お食事会という名の?
だからさ。お酒、弱過ぎないかい? まだ、そんなに飲んでいませんが? 一緒にお代わりして2杯目も飲んだから、3杯目か? 飲むのが早過ぎた?
いや。食事しながら、話しもしながらゆっくり飲んでたから、そこまでじゃないはずだしな。
やっぱり何か、俺の知らない非常識な常識があるのかな。まあ、楽しそうに飲んでたし、苦しんでもなさそうだから、良しとしましょうか。その内復活するでしょう。
さて、オイラどうしよう。女性陣は、こっちの事はほったらかしで盛り上がってるし、モークは一応、気に掛けとかないといけないし。まあ、まったり1人で飲んでましょうかね。
それにしても、皆さん笑顔で良い感じだね。やっぱり食事会は、こうでなくちゃね。笑顔あっての会合だ。食事もお酒も、笑顔が1番のスパイスになるからね。おっ。また善い事言っちゃった?
ミラは、笑いながらも食べてるし。アリーは、ニコニコ笑顔で楽しそうに話を聞いてるし。
リーンは、軽くお酒を飲んでるのかな。饒舌に語ってる。前みたいに、突然電池が切れなきゃいいけどね。ははは。シーンは、リーンの話を聞きながら、要所要所でツッコミ入れてるし。
これはこれで良いパーティーなのかな?
ミラが遊撃隊、アリーが補助役で、リーンが攻撃の起点、シーンが調整役って感じになるのかな。オイラの入れる余地はない? はっ。ボケ要員としてのポジションが空いてるのか? 入れるか?

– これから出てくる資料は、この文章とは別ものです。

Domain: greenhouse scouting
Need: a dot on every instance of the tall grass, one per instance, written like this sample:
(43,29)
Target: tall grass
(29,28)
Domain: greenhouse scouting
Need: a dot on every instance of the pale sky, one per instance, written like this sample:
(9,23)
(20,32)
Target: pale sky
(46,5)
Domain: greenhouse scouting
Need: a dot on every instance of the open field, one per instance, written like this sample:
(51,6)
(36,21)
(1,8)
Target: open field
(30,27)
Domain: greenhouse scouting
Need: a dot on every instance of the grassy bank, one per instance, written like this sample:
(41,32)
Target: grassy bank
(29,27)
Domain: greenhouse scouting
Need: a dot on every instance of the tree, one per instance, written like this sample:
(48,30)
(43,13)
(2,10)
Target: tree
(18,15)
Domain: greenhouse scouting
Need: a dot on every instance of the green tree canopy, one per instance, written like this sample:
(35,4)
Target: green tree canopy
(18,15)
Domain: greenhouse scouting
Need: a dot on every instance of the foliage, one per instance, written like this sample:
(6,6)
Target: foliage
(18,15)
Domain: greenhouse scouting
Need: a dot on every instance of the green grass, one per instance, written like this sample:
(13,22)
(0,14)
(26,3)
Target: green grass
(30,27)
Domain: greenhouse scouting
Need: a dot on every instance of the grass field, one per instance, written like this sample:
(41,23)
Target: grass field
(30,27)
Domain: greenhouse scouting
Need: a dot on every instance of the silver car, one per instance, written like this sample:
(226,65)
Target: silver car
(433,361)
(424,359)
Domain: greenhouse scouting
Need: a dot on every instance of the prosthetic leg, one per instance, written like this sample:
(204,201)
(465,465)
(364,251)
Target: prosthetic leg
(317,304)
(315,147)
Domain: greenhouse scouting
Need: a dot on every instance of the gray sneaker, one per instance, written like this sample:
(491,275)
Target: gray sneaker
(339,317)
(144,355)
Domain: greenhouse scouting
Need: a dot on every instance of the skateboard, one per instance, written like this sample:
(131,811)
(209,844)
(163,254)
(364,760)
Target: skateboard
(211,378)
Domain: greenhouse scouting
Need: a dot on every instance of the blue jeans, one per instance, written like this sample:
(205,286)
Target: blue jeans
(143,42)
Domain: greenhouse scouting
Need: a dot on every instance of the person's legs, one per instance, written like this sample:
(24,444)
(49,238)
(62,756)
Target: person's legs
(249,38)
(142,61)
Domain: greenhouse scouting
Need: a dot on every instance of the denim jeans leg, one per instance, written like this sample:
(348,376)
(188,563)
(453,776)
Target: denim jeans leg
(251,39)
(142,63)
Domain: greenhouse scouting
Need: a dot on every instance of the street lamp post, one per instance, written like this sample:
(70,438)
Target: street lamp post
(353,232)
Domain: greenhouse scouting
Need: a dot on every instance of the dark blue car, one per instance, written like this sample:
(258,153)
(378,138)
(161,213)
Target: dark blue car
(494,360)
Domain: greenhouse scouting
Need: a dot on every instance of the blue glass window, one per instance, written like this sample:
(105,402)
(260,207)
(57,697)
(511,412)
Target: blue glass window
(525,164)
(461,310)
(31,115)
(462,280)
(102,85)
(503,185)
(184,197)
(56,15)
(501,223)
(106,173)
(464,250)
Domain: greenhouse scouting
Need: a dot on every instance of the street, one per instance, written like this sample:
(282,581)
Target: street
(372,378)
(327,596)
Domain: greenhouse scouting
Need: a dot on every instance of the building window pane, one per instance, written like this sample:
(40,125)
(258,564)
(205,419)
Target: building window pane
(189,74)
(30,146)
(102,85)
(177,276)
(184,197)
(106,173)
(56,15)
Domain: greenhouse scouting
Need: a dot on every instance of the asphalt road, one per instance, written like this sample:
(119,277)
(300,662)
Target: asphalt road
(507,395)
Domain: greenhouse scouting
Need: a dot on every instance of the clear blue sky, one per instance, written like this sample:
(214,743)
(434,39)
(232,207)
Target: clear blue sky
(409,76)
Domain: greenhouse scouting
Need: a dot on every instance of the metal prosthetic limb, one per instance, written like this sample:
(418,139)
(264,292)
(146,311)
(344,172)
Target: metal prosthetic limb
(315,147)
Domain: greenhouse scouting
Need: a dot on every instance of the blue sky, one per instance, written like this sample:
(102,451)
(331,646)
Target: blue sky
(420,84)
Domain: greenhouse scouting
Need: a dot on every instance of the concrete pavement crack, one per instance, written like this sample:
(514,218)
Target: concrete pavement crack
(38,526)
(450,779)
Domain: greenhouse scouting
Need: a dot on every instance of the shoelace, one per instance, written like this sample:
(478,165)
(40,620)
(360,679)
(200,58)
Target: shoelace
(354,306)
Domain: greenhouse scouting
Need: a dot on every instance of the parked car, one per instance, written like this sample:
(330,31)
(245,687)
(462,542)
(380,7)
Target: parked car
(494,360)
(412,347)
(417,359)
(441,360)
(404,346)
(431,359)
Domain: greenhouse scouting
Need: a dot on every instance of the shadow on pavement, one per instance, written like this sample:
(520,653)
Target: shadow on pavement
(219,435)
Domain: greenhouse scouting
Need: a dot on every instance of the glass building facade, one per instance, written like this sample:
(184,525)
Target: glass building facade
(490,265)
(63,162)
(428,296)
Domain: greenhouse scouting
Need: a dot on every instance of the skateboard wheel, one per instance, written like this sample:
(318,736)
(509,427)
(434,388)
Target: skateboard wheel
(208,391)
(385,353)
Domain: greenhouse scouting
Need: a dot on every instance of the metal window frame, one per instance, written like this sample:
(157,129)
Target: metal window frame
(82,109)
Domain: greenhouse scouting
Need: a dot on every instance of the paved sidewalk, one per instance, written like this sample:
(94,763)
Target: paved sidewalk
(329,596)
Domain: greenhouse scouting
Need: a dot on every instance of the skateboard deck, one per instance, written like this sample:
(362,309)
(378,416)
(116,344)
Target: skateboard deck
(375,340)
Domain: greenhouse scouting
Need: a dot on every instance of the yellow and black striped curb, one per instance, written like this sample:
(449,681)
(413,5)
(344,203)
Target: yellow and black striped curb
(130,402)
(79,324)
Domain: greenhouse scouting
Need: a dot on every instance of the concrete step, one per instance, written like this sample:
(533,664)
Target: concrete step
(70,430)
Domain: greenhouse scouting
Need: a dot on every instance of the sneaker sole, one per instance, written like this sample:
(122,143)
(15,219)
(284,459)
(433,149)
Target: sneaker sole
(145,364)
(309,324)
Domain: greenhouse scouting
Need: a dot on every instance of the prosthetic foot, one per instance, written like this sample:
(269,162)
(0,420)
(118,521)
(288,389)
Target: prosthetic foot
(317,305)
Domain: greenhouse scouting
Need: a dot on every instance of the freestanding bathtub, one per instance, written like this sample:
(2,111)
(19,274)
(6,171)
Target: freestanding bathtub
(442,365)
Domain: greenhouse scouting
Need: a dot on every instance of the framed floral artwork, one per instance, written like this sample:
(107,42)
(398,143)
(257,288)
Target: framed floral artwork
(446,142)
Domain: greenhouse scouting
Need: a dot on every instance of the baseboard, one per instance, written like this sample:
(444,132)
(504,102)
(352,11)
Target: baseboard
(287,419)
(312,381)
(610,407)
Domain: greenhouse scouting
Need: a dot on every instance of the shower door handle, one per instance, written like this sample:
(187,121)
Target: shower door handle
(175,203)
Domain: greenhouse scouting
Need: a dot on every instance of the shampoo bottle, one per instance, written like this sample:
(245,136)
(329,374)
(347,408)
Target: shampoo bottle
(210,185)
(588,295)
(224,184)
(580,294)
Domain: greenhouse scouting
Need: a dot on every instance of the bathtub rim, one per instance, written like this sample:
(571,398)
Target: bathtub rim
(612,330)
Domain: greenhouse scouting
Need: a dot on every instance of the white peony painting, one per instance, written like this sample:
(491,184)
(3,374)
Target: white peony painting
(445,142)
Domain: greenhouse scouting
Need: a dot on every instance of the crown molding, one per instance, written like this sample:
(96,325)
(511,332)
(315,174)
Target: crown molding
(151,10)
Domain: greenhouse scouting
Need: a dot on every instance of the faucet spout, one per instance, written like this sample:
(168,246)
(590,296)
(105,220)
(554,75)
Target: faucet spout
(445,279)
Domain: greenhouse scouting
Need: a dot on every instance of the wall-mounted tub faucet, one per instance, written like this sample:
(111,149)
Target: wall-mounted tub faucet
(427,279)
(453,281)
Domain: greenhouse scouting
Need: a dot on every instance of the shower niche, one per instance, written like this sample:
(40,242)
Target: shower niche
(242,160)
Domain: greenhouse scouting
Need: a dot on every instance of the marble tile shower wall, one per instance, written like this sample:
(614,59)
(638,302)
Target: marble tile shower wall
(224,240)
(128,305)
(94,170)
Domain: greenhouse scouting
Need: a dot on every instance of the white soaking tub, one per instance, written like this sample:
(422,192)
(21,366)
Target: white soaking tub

「おっ。なんじゃ、旦那様。モークが寝てしまっておるではないか。1人で飲むのも良いが、こっちの話に加わればよかろうに」
おっと、流石、遊撃隊のミラだね。いち早く場の状況を読み取って、臨機応変に対応する。この動き、グッジョブだ!
ちなみに、俺の呼び名、『おぬし』『タビト』『旦那様』とあり、時と場合、その時の気分によって変わるらしい。その基準はまだ分からないけど、まあ、気分次第って言うんだから、考えても仕方ない事だ。軽く《スルー》で流していきます。
「うん。そうだね。ありがとう、ミラ。なんか楽しそうに話してるからね、途中で入って行くのも悪いなと思って、少し様子を見てたんだ」
「まったく、そんな事で気を遣わんでも良かろうに、わしらは夫婦なのじゃぞ。そんな気を遣う必要はないのじゃ」
「はは。夫婦と言えども、全く気を遣わないのもどうかと思うよ? やっぱり人は、人それぞれの考え方もあるんだし、最低限の礼儀は必要だと思うよ。それに、尊重もしないとね」
「まあ、確かにそうなのじゃが、旦那様は、わしらに気を遣い過ぎなのじゃ。もう少し我がままを言ってくれても良いのじゃぞ。他人行儀になるよりも、少しくらいは甘えて欲しいものなのじゃ」
「あ。そう言う事か。うん。そうかもしれないね。そう言う意味では、ちょっと他人行儀になっちゃってるかもしれないね。分かったよ。ミラがそう言ってくれるなら、これからは、もう少し崩けた感じでいこうかな。はは。よろしくね」
「あい、分かったのじゃ。旦那様の好きな感じで構わんからの。話し易いように、砕けた感じでも良いからの、よろしく頼むのじゃ」
ふふふ。こんな会話でも嬉しいものですな。気に掛けてくれて、気を遣ってくれて。うん。家族って良いね。夫婦だよ?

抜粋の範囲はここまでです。